Di cui non si accorse nessuno e di cui nessuno si lamentò, come conferma Franco Mancini, presidente del Tribunale dal 1997 al 2004: «All’epoca non seppi nulla di tutto questo, fu una decisione autonoma del gip sulla quale nessuno, neppure in seguito, mi interpellò».

Le ricostruzioni giornalistiche di questi giorni si concentrano su quell’ordinanza del gip, ma va detto che il destino di altri reperti non è stato migliore e che in altri due casi, altrettanto clamorosi, si ignora anche chi siano stati i responsabili delle sparizioni.

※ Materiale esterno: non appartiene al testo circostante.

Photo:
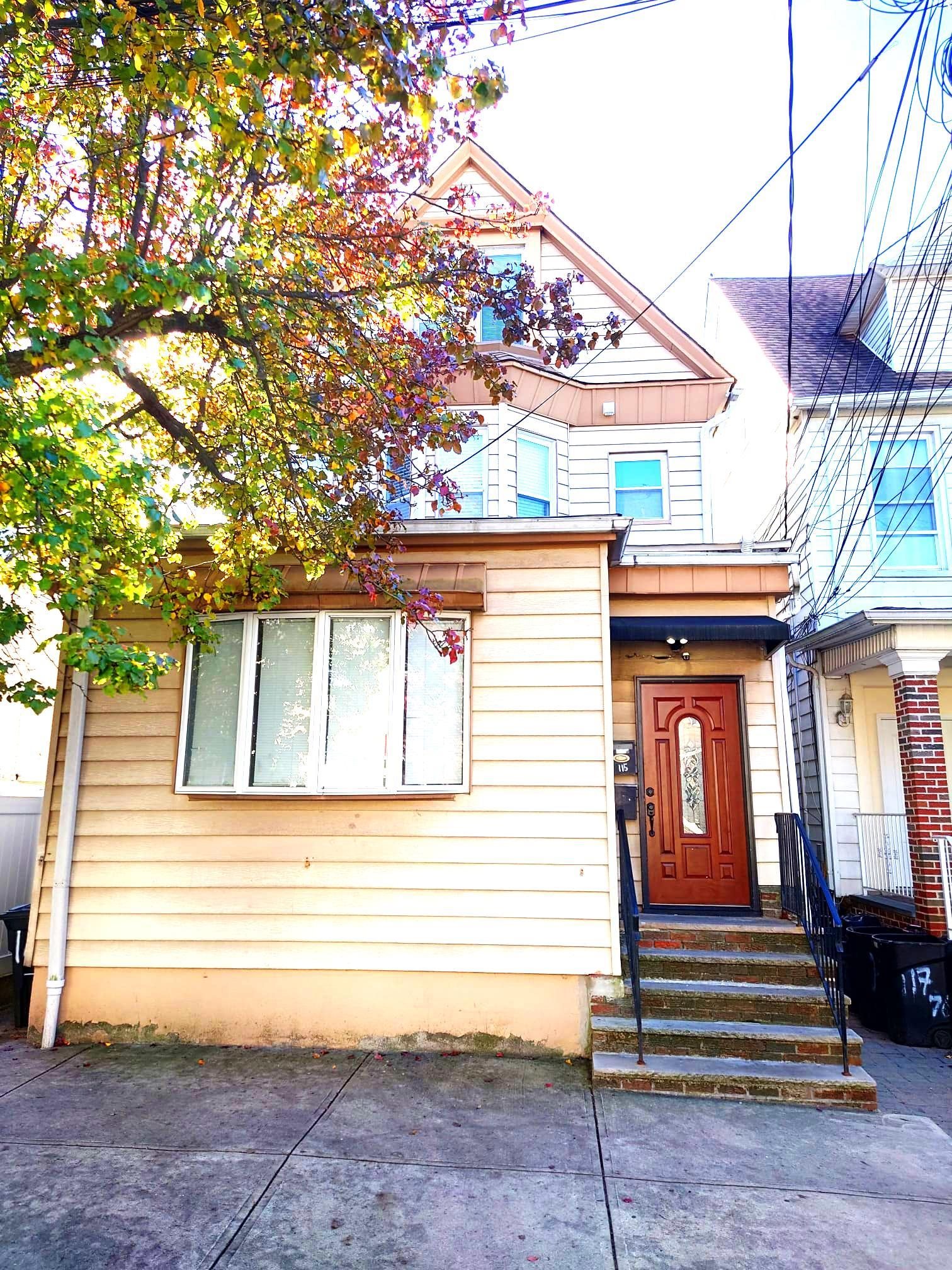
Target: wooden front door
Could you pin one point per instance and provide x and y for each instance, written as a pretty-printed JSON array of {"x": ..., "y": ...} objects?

Inutile interrogarsi infatti su che fine abbia fatto la borsetta di Lidia Macchi macchiata di sangue. Il reperto numero 317/91 -così fu registrato nel 1991 al momento del deposito in un apposito scatolone sigillato, con tanto di ceralacca, nelle stanze dell’ufficio corpi di reato del Tribunale di Varese- semplicemente non si trova più. Una scomparsa certificata un anno fa dall’attuale presidente del Tribunale Vito Piglionica con una lettera al pm di Milano Carmen Manfredda. In cui si leggeva, tra l’altro, che la scomparsa della «borsa comune con oggetti vari» di Lidia dall’Ufficio corpi di reato del Tribunale di Varese era già emersa nell’autunno del 2008 nel corso di un’ispezione ministeriale mirata. Quella borsetta rientrava nell’elenco degli oggetti «non rinvenuti alla ricognizione dei funzionari del Ministero della Giustizia». Un mancato rinvenimento, come precisato dagli ispettori arrivati da Roma, assolutamente «non giustificato».

E inutile interrogarsi anche su che fine abbia fatto il sedile della Fiat Panda con impresse le macchie di sangue di Lidia, avvistato l’ultima volta all’Istituto di Medicina Legale di Pavia, e poi sparito nel nulla. Come il resto.